No, there is no difference. Any partitions created by Vista / 7 will be easily accessable from XP.
This is not quite true. There are actually differences between NTFS used in different Windows versions, as described in this Wikipedia page.
For the most part, you can use NTFS volumes in a dual-boot system under XP and Windows 7, but there can be some issues with some of the more esoteric stuff. For example, XP can only deal with one System Restore point. If you mount a Windows 7 or Vista volume with multiple restore points, XP sees them as invalid and deletes all of them. Therefore you should avoid using an NTFS volume with XP if you are depending on restoring to a previous version.
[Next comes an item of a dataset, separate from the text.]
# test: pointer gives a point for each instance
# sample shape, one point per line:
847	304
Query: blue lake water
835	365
@Zoron: wrong. Windows XP will be able to do whatever it wants on a 7-formatted NTFS volume. In fact, even Windows 2000 can.
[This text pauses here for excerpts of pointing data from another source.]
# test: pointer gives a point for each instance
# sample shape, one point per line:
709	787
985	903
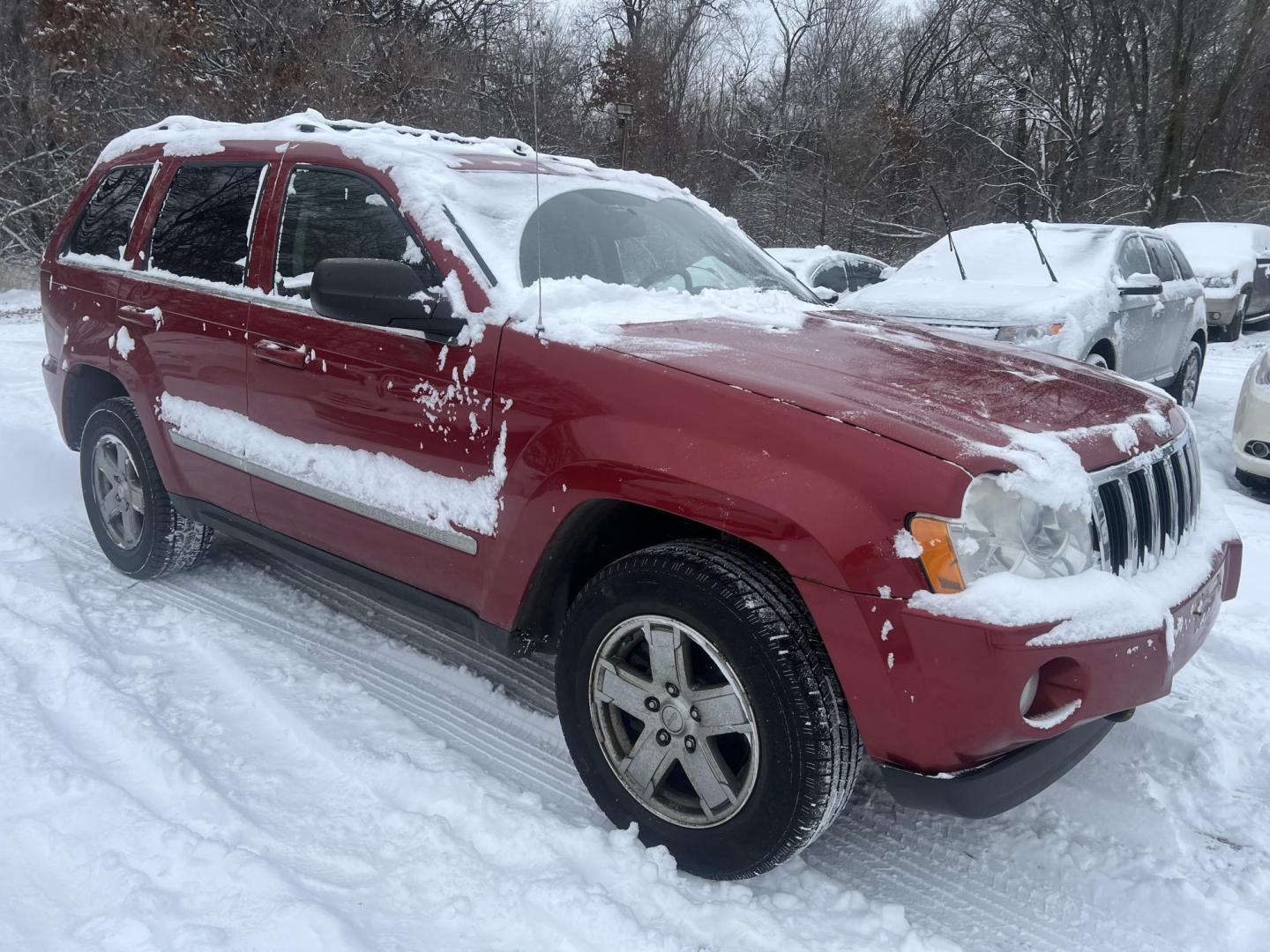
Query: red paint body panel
813	446
950	701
@sminlal: you are right, but vague.
To be more precise: Windows XP, Vista and 7 all use NTFS version 3.1. However, NTFS 3.1 is a highly complex and advanced file system, and in fact its design includes features that not all versions of Windows can support. So, there is no chance of Windows XP corrupting a Windows 7 volume (making all data impossible to access), however XP may destroy data that Windows 7 saved to disk, if said data is 7-specific (alternate data streams not copied, etc.)
If you're using NTFS for file storage, fear not: it'll work, you won't lose data, the volume won't be corrupted. I'd recommend against forcing the install of both Windows XP and Seven on the same partition, though (7 will create a 100 Mb boot partition for essential files; I'd recommend against touching it).
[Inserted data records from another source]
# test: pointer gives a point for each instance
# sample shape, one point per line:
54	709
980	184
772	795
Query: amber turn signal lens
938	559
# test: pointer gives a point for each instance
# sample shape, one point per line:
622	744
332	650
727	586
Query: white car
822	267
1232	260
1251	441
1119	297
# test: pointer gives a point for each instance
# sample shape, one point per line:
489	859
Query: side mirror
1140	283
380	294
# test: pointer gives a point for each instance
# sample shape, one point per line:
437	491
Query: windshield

Uhh.. that's what I said. Windows XP can read and write to Vista / 7 partitions seemlessly. I said that Windows XP would not recognize Vista or 7's bootloaders... and that is true. If you try to install XP after Vista or 7, XP will overwrite their bootloaders with it's own.
I did make a mistake in saying that NTFS is exactly the same across all versions of Windows; I should have said in terms of creating / formatting and using partitions, you won't notice a difference between XP / Vista / 7. I never said that XP wasn't able to do "whatever it wants" on a 7-formatted NTFS volume... I just pointed out it wouldn't like the bootloader.
XP may destroy data that Windows 7 saved to disk, if said data is 7-specific (alternate data streams not copied, etc.)
Actually alternate data streams have been in NTFS right from the first version and all NT-derived versions of Windows support them. The way people usually loose alternate data streams is by copying files that contain them onto a FAT volume, since FAT doesn't support them.